In order to plot the correlation co-efficients we call the corrplot from library. We assign a variable to corrplot and run that variable.
Regprice
Call:
lm(formula = price ~ bedrooms + bathrooms + sqft_living + sqft_lot +
floors, data = House_Price_Kaggle)
Coefficients:
(Intercept) bedrooms bathrooms sqft_living sqft_lot
8.066e+04 -5.953e+04 6.958e+03 3.143e+02 -3.788e-01
floors
-1.758e+03
After checking correlation we move on to regression. To perform regression we declare a variable and use lm function and form the regression model.
summary(Regprice)
Call:
lm(formula = price ~ bedrooms + bathrooms + sqft_living + sqft_lot +
floors, data = House_Price_Kaggle)
Residuals:
Min 1Q Median 3Q Max
-1573404 -143855 -22380 102493 4148365
Coefficients:
Estimate Std. Error t value Pr(>|t|)
(Intercept) 8.066e+04 7.696e+03 10.481 <2e-16 ***
bedrooms -5.953e+04 2.351e+03 -25.319 <2e-16 ***
bathrooms 6.958e+03 3.809e+03 1.827 0.0678 .

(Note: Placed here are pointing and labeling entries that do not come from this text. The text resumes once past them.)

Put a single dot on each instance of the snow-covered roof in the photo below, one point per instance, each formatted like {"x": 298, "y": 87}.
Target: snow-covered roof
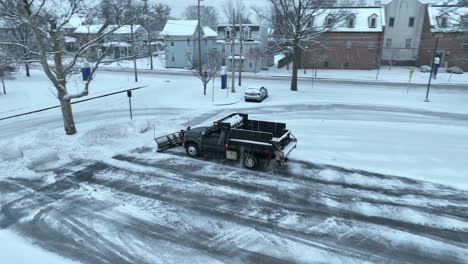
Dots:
{"x": 180, "y": 28}
{"x": 126, "y": 29}
{"x": 362, "y": 19}
{"x": 116, "y": 44}
{"x": 88, "y": 29}
{"x": 94, "y": 29}
{"x": 69, "y": 39}
{"x": 208, "y": 32}
{"x": 448, "y": 18}
{"x": 236, "y": 57}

sqft_living 3.143e+02 3.132e+00 100.355 <2e-16 ***
sqft_lot -3.788e-01 4.320e-02 -8.769 <2e-16 ***
floors -1.758e+03 3.776e+03 -0.466 0.6415
---
Signif. codes: 0 ‘***’ 0.001 ‘**’ 0.01 ‘*’ 0.05 ‘.’ 0.1 ‘ ’ 1
Residual standard error: 257400 on 21607 degrees of freedom
Multiple R-squared: 0.5087, Adjusted R-squared: 0.5086
F-statistic: 4474 on 5 and 21607 DF, p-value: < 2.2e-16
Summary of the declared variable will give us the p value for considering our variables for the regression equation.
regfinal
Call:
lm(formula = price ~ bedrooms + sqft_living + sqft_lot, data = House_Price_Kaggle)
Coefficients:
(Intercept) bedrooms sqft_living sqft_lot
8.278e+04 -5.880e+04 3.179e+02 -3.818e-01
After checking p value we have only two variables so we form a new eqaution with those two variables.
my_prediction_price
1
1061021
Finaly with our formed regression equation we can predict for any given value.